While recent Third Plenums under Chinese leader Xi Jinping have featured tighter party control over the economy and policymaking, the meetings this year are expected to further the economic agenda Xi has laid out over the past couple of years. Observers expect increased talk of investing in technology and green energy, upgrading China’s industrial base, boosting China’s self-reliance as it faces geopolitical pressures, and addressing other vulnerabilities, such as corruption within the ranks of the People’s Liberation Army.
“The signals going in are reform and modernization, but the preparatory moves also focus on battening down the hatches for what they believe is a coming storm—a reason they are trying to get their internal house in order this year,” says Rick Waters, the managing director of Eurasia Group’s China practice. He was formerly the State Department’s top China policy expert.
What has come out of past Plenums has often followed a trajectory laid out in comments by officials and state media prior to the gatherings. Given that, some strategists see the potential for changes that could over time help spur consumption, aid the property market, and support Chinese companies in tapping demand abroad. There could be enough of such seeds, insignificant at first but potentially important, to get the market moving toward another attempt at a recovery.

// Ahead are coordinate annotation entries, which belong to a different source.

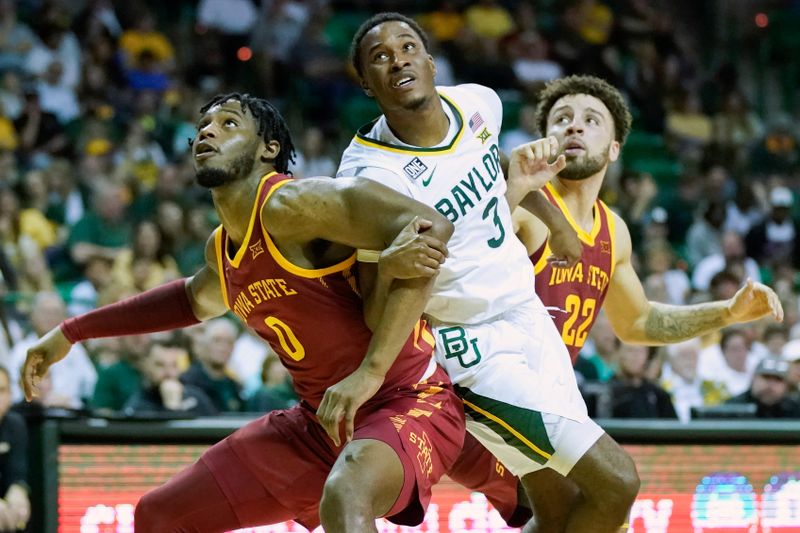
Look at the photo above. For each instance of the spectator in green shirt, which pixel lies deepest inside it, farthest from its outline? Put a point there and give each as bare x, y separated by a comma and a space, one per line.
103, 231
209, 371
117, 383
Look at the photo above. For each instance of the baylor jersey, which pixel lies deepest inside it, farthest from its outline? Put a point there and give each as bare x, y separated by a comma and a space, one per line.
488, 271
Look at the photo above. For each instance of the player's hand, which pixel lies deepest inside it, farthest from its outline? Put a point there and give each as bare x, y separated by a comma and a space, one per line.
565, 246
343, 400
529, 164
19, 505
754, 301
48, 350
413, 253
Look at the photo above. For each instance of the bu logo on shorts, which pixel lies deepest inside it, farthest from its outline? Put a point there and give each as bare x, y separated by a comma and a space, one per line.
457, 345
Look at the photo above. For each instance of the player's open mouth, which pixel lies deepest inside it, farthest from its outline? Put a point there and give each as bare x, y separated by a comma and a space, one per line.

“There will be no course correction, but the Party machine has been raising expectations of ‘deeper’ and ‘accelerated’ reforms, says Rory Green, head of China research for TS Lombard. “We are cautiously optimistic that positive structural reform will start at the Plenum.”
Two shifts that could help over the longer term include overhauls related to urbanization that allow for increased access to social services for migrants moving to bigger cities, and steps to deal with the debt burdens constraining local governments, says Michael Hirson, 22V Research’s head of China research.
People who move to larger cities haven’t been able to access social services, in part because local governments in some provinces are too financially constrained. Strong language from leadership calling on local governments to eliminate the urban-rural distinction for services, or signals that the central government may help local governments pay for what migrants need, could trigger increased consumption and even property purchases, Hirson says.
For Andy Rothman, investment strategist at Matthews Asia, one thing that could improve sentiment among investors is any change in rhetoric among leadership that reassures private companies still rattled by Beijing’s haphazard policy crackdowns on the internet platform companies. Wariness among private employers is a broader challenge for the economy: They account for 90% of urban employment and can fuel hiring and investment that could also lift consumer confidence.
Rothman points to comments in 1984 from former Chinese leader Deng Xiaoping’s that jump-started economic reforms and remarks in 1992 that helped to revive the private sector after years of economic weakness, including high unemployment. “He was able to persuade a large number of people that the party and government weren’t going to get in their way if they invested in their own businesses and hired people,” Rothman says. “That’s the kind of thing that must happen again.”
That may be too much to expect, especially because China’s economy, while not booming, isn’t falling off a cliff either. Policymakers have at least put a floor under growth with a steady drip of incremental stimulus measures. While still troubled, the property market strengthened in the second quarter, with home sales and pricing improving, according to data from the independent research firm China Beige Book.
Investors should plan for a week of reading between the lines and keeping score to see if enough incremental developments emerge for the market to make another stab at a recovery.